Rosanjin, in Tribeca, is another diminutive Japanese establishment seeking to find its own highly stylized niche. The specialty here is the esoteric cuisine of the Kyoto emperors called kaiseki. A true kaiseki meal proceeds according to a ritualized formula that even some Japanese gastronomes believe to be excessively mannered and baroque. The owner, Jungjin Park (who is Korean, educated in Japan), attempts to duplicate the experience almost exactly. There are only nine tables at Rosanjin, and each set-course dinner is prepared to order by the Kyoto-trained chef. The room is shielded from the outside by a silk screen, and if you go early like I did, you may find yourself dining in solitary splendor, with Yo-Yo Ma music playing gently in the background and glass after glass of sake being poured from a chilled glass teapot by Park himself.

Dinner at an elite kaiseki restaurant in Kyoto can cost upwards of $500 per person, so the $150 price tag at Rosanjin is a comparative bargain. My dinner began with slivers of scallop flecked with gold leaf, which I devoured in about five seconds flat.

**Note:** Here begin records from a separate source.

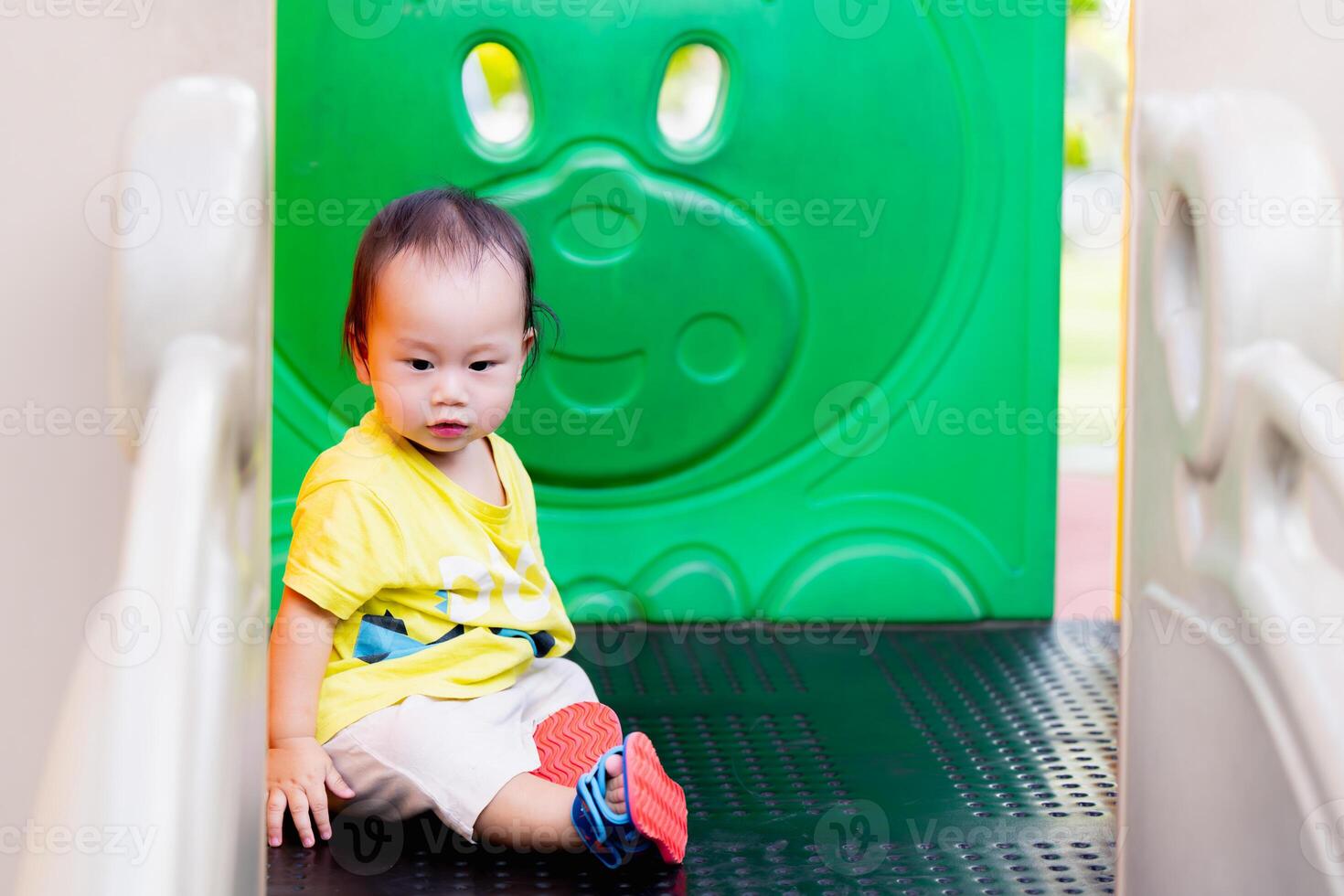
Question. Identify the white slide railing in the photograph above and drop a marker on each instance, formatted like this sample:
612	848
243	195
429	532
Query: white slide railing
154	782
1232	635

The next course, a carefully articulated bowl of eggy fish broth called wangmori, didn’t last much longer, at which point Park appeared to explain how my chopsticks had been hand-carved from red-cedar wood by the finest chopstick masters in Kyoto. I then used the chopsticks to hoover down four reasonably fresh varieties of sashimi and a button of fatty tuna—so fatty it tasted faintly like bacon. The highlight of the meal was the tempura, which featured sea urchin wrapped around a single frizzled shiso leaf. Dessert, a dribble of tofu “blancmange” dripped with mango juice, was disappointing. Park was at pains to point out that dessert has never been a notable part of the kaiseki experience. He’s right. Regardless, it’s unclear whether frenetic New Yorkers will take to this obscure, Kabuki-like form of dining.


15 East
Address: 15 E. 15th St., nr. Union Sq. W.; 212-647-0015
Hours: Lunch, Monday to Friday 11:45 a.m. to 2 p.m. Dinner, Monday to Saturday 6 p.m. to 10:30 p.m.
Prices: Appetizers, $6 to $22; entrées, $24 to $45; sushi bar, $55 to $75.
Ideal Meal: “Spaghettini” of yamaimo, kakiage, sushi omakase.
Note: At lunchtime, complement your sushi omakase with a clear broth soup with seasonal vegetables.
Scratchpad: One star for the modestly elegant, even neighborly vibe. Another for the first-class sushi.


Rosanjin
View Menu
Address: 141 Duane St., nr. W. Broadway; 212-346-0664
Hours: Tuesday through Sunday 6 p.m. to 11 p.m.
Prices: $150 for the eight-course kaiseki.
Ideal Meal: Set-course kaiseki.
Note: Ask about the beautiful dining implements (cedar boxes, porcelain bowls, etc.), all of which were handpicked in Kyoto.
Scratchpad: Kaiseki is an acquired taste we have never quite acquired. It might be worth paying $150 for one performance. But not two.